Good grief, it’s been almost three weeks since I posted. Sorry about that, but life has been surprisingly hectic. We’ve enjoyed houseguests, a couple of road trips, some holiday celebrations and, thankfully, some rain. Some sadness and medical issues have been mixed in, but everything is on track now.
So it’s back to the amazing American West.
I’ve already shared a glimpse of Arches National Park in Utah with a stroll down the stylish, sandstone Park Avenue. But now it’s on to the Windows Section of the park.
Some people consider this area to be the beating heart of Arches. The area contains a large concentration of arches and is one of the most scenic locations in the park. North Window, Turret Arch and Double Arch are just a few of the awe-inspiring expanses situated in just over two square miles. Other named features in this area include Garden of Eden, Elephant Butte and Parade of Elephants. Balanced Rock is near the entrance to the Windows Section.
I can’t confidently identify everything we saw on this stretch, but the captions include as much as I know, or as much as I can guess.
Our major visits were to the Balanced Rock and Double Arch.
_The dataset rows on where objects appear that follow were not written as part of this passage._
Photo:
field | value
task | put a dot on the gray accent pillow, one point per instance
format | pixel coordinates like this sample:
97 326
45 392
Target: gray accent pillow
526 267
We walked around all of Balanced Rock and I got quite a few shots from different angles, including a pic of a fellow who scaled the nearby, more bulbous rock. There were a couple folks up there, but only one was visible by the time I got the camera out.
We also did the hike to Double Arch and back. It is the tallest (112 feet/34 metres) and second-longest (144 feet/44 metres) arch in the park. In the past, it has also been called Double Windows, Twinbow Bridges and the Jug Handles (remind me to tell you a funny story about jugs).
One aspect of the walk really annoyed me. It was another one of those times when people think the rules or advice don’t apply to them.
Plenty of signs make it clear that the knobbly, black biological soil crust is a living groundcover and should not be walked on. It’s the foundation of high desert plant life in Arches and the surrounding area. It’s composed of cyanobacteria, and also includes lichens, mosses, green algae, microfungi and bacteria.
The soil crust binds together sand and rock particles, which allows plants to establish their roots. They also provide desert plants with moisture and nutrients in an otherwise inhospitable environment. As one sign says, ‘The crust is so fragile that one footstep can wipe out years of growth’. It goes on to ask people to stay on the path to protect ‘the living soil’.
Which is why I was furious to see a family with a dog and a fellow with a camera as long as his arm trudging across the soil crust. I wanted to scream at them, but it’s not a challenge you’d risk in the USA these days.